[MachineLICM][MachineSink] Move SinkIntoLoop to MachineSink.

This moves SinkIntoLoop from MachineLICM to MachineSink. The motivation for this work is that hoisting is a canonicalisation transformation, but we do not really have a good story to sink instructions back if that is better, e.g. to reduce live-ranges, register pressure and spilling. This has been discussed a few times on the list, the latest thread is: https://lists.llvm.org/pipermail/llvm-dev/2020-December/147184.html There it was pointed out that we have the LoopSink IR pass, but that works on IR, lacks register pressure informatiom, and is focused on profile guided optimisations, and then we have MachineLICM and MachineSink that both perform sinking. MachineLICM is more about hoisting and CSE'ing of hoisted instructions. It also contained a very incomplete and disabled-by-default SinkIntoLoop feature, which we now move to MachineSink. Getting loop-sinking to do something useful is going to be at least a 3-step approach: 1) This is just moving the code and is almost a NFC, but contains a bug fix. This uses helper function `isLoopInvariant` that was factored out in D94082 and added to MachineLoop. 2) A first functional change to make loop-sink a little bit less restrictive, which it really is at the moment, is the change in D94308. This lets it do more (alias) analysis using functions in MachineSink, making it a bit more powerful. Nothing changes much: still off by default. But it shows that MachineSink is a better home for this, and it starts using its functionality like `hasStoreBetween`, and in the next step we can use `isProfitableToSinkTo`. 3) This is the going to be he interesting step: decision making when and how many instructions to sink. This will be driven by the register pressure, and deciding if reducing live-ranges and loop sinking will help in better performance. 4) Once we are happy with 3), this should be enabled by default, that should be the end goal of this exercise. Differential Revision: https://reviews.llvm.org/D93694
author: Sjoerd Meijer <sjoerd.meijer@arm.com> 2021-01-08 09:32:52 +0000
committer: Sjoerd Meijer <sjoerd.meijer@arm.com> 2021-01-27 10:49:56 +0000
commit: 48ecba350ed6477ae194720b263eff194bf0271c (patch)

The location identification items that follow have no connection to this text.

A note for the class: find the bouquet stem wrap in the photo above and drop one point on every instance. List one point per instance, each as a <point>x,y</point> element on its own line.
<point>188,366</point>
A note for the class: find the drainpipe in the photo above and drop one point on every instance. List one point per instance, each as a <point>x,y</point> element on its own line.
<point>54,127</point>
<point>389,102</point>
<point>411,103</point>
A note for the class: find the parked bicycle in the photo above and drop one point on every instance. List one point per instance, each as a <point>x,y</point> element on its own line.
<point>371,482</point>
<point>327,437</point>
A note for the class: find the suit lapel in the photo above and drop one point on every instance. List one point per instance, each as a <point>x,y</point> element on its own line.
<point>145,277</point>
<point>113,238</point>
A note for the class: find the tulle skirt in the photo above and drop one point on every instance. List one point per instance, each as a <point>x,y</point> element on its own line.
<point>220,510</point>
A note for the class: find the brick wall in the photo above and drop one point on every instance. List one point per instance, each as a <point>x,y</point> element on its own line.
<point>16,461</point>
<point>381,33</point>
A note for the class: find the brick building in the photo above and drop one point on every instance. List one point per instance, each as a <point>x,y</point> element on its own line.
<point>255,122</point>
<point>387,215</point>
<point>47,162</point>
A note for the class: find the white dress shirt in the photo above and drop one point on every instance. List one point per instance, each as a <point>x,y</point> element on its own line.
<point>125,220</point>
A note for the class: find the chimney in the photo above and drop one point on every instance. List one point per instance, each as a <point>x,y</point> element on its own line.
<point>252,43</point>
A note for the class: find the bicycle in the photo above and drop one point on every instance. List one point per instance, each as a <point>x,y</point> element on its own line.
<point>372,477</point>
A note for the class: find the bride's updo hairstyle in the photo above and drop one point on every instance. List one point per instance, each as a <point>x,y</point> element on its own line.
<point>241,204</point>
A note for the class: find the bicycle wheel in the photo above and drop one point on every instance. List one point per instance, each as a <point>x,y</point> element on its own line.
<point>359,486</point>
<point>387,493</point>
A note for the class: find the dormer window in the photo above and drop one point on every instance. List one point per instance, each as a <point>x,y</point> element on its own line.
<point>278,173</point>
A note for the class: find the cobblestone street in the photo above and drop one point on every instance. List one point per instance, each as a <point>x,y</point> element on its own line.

tree: 8154b5974148bb4712ba951e32475c02f2acd056 /llvm/lib
parent: 0175cd00a1af35aa90e49bf008a0d4d4cbc7fb89 (diff)
download: llvm-48ecba350ed6477ae194720b263eff194bf0271c.zip
llvm-48ecba350ed6477ae194720b263eff194bf0271c.tar.gz
llvm-48ecba350ed6477ae194720b263eff194bf0271c.tar.bz2
2 files changed, 156 insertions, 92 deletions
diff --git a/llvm/lib/CodeGen/MachineLICM.cpp b/llvm/lib/CodeGen/MachineLICM.cpp
index c06bc39..5a0f0bf 100644
--- a/llvm/lib/CodeGen/MachineLICM.cpp
+++ b/llvm/lib/CodeGen/MachineLICM.cpp
@@ -69,11 +69,6 @@ HoistCheapInsts("hoist-cheap-insts",
                 cl::init(false), cl::Hidden);
 
 static cl::opt<bool>
-SinkInstsToAvoidSpills("sink-insts-to-avoid-spills",
-                       cl::desc("MachineLICM should sink instructions into "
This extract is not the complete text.